One question following the launch of Yahoo Axis last night was whether the new “search browser” is building on Yahoo’s search partnership with Microsoft Bing or breaking away.

The answer: A little bit of both.

A Yahoo representative sent us this explanation today in response to our inquiry about the situation: “We use Bing’s raw algorithmic data in part to generate our own content index that applies our own mining and ranking algorithms on top which take into account click feedback, time spent on site and more to further refine and rerank the results.”

In other words, Bing’s technology is doing some of the behind-the-scenes work for Axis, but Yahoo is adding a lot of special sauce on top — not just in the user interface but in the actual ranking of the search results.

Yahoo has always made it clear that it would attempt to innovate on top of Microsoft’s search technology, but the Yahoo Axis launch suggests that Yahoo is still in a position to leverage its own technology if it ever ends up going alone again in the search business.

In recent months, Yahoo’s share of the U.S. search market has been steadily slipping, with the company falling to No. 3 behind Bing — not a good trend for Microsoft-Yahoo partnership, which was designed in part to take market share away from Google.
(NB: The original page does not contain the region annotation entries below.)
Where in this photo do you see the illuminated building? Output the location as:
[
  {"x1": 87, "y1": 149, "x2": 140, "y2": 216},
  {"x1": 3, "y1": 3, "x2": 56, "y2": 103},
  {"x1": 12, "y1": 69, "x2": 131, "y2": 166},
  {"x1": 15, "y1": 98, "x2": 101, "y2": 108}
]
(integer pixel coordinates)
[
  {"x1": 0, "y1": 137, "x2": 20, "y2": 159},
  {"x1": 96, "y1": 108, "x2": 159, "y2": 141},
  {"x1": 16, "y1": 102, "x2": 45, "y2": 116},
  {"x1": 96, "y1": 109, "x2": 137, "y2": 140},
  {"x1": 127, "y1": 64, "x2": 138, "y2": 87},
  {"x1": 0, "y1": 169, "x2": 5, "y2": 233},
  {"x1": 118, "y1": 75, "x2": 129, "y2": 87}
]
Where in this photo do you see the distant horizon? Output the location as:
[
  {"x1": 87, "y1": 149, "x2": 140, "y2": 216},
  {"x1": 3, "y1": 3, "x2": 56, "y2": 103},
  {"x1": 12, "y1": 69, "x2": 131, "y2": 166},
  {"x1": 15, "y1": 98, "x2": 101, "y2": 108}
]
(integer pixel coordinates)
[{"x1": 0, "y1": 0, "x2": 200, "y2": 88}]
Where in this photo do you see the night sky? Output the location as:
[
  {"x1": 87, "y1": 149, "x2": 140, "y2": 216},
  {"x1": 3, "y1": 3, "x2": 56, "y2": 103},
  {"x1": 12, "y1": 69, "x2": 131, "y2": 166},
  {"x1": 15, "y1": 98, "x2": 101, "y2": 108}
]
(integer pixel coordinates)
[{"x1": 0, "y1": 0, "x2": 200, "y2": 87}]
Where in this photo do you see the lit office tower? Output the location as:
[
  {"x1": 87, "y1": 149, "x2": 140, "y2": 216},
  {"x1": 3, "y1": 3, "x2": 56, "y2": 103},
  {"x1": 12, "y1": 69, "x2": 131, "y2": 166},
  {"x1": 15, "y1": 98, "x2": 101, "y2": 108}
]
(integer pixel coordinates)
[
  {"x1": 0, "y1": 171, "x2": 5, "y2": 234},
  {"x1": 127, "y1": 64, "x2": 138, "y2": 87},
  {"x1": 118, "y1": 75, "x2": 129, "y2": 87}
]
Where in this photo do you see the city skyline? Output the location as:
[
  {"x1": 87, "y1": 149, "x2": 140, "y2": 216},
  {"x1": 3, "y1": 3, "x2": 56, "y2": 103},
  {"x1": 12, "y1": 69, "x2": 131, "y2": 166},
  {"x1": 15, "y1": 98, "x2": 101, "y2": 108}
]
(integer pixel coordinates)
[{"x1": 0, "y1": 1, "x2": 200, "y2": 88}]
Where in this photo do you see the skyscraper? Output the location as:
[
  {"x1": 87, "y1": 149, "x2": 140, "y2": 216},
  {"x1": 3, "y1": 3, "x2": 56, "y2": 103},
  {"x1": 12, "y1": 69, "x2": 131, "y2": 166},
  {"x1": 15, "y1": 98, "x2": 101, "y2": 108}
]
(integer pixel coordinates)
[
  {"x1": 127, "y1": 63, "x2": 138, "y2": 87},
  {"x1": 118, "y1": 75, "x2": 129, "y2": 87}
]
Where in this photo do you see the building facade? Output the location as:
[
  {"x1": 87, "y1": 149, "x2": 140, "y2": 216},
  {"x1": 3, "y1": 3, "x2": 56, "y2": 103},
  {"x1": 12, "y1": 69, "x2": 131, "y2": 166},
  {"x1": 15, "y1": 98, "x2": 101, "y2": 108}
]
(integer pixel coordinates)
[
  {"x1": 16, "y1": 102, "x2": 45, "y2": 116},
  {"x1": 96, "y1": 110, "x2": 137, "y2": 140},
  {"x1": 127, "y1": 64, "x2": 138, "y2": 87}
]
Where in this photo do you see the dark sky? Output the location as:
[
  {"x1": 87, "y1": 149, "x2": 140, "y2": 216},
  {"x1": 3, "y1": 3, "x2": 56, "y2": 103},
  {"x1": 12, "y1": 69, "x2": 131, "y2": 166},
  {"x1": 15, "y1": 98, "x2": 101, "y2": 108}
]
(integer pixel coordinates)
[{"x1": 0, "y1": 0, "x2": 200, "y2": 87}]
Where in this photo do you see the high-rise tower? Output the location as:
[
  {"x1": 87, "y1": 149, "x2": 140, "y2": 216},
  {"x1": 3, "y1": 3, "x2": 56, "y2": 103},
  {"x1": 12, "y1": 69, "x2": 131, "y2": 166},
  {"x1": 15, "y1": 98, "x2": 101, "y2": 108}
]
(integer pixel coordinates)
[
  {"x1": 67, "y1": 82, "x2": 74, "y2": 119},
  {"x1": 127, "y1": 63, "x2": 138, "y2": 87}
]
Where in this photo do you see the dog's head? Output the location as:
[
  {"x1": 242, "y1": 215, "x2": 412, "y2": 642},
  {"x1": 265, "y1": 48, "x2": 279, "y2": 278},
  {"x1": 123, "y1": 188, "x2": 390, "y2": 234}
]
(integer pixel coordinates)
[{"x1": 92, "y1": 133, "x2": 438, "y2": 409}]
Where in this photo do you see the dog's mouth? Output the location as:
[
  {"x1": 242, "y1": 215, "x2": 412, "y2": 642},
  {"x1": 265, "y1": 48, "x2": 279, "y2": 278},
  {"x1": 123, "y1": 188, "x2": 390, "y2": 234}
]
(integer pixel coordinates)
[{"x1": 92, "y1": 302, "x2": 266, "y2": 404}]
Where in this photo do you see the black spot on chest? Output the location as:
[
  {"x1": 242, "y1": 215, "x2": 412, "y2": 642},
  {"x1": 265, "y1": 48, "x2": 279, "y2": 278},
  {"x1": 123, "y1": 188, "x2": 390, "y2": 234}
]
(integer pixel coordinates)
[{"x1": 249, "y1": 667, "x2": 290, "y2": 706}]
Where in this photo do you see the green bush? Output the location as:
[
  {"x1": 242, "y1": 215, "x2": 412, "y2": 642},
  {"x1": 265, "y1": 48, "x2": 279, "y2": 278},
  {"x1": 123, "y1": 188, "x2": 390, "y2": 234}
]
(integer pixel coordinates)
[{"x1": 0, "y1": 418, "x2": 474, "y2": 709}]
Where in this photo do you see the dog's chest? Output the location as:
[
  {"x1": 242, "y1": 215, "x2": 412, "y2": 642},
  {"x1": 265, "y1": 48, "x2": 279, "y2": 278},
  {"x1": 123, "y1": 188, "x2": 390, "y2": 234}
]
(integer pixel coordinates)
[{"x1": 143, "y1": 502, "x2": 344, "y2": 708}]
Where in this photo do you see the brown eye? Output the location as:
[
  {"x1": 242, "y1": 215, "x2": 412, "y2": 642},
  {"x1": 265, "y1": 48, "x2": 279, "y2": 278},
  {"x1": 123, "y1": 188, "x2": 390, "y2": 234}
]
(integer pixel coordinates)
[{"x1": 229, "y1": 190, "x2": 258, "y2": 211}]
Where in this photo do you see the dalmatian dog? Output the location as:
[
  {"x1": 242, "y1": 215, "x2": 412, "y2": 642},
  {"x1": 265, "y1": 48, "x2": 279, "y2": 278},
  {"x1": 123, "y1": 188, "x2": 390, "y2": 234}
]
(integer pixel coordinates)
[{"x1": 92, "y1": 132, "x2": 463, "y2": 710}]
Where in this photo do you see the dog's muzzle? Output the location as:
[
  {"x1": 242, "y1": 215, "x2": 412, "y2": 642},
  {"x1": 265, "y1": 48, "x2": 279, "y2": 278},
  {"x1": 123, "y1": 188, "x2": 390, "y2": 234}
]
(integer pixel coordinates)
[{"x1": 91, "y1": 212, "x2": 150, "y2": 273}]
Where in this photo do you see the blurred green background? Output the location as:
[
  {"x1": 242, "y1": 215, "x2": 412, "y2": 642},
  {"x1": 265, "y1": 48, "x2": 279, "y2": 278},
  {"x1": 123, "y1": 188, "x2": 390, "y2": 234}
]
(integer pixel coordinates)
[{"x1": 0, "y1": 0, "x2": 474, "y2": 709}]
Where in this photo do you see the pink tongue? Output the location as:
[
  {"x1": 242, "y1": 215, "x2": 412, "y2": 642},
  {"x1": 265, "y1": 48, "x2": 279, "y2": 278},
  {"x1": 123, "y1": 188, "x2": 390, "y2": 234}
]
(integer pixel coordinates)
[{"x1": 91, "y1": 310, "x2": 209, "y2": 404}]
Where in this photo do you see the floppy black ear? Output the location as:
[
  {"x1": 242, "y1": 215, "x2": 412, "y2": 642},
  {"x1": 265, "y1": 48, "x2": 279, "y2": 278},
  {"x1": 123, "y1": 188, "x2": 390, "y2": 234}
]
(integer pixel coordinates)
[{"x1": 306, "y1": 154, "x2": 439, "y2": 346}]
Axis is available as an iPad and iPhone app. Rather than releasing its own desktop browser, however, Yahoo is offering Axis plugins for Internet Explorer, Firefox, Safari and Chrome. Once installed, the plugin appears as a search box at the bottom of the browser, expanding when a user enters a query.

The Yahoo Axis interface bypasses the standard list of links and instead sends users directly to websites and pages via thumbnails.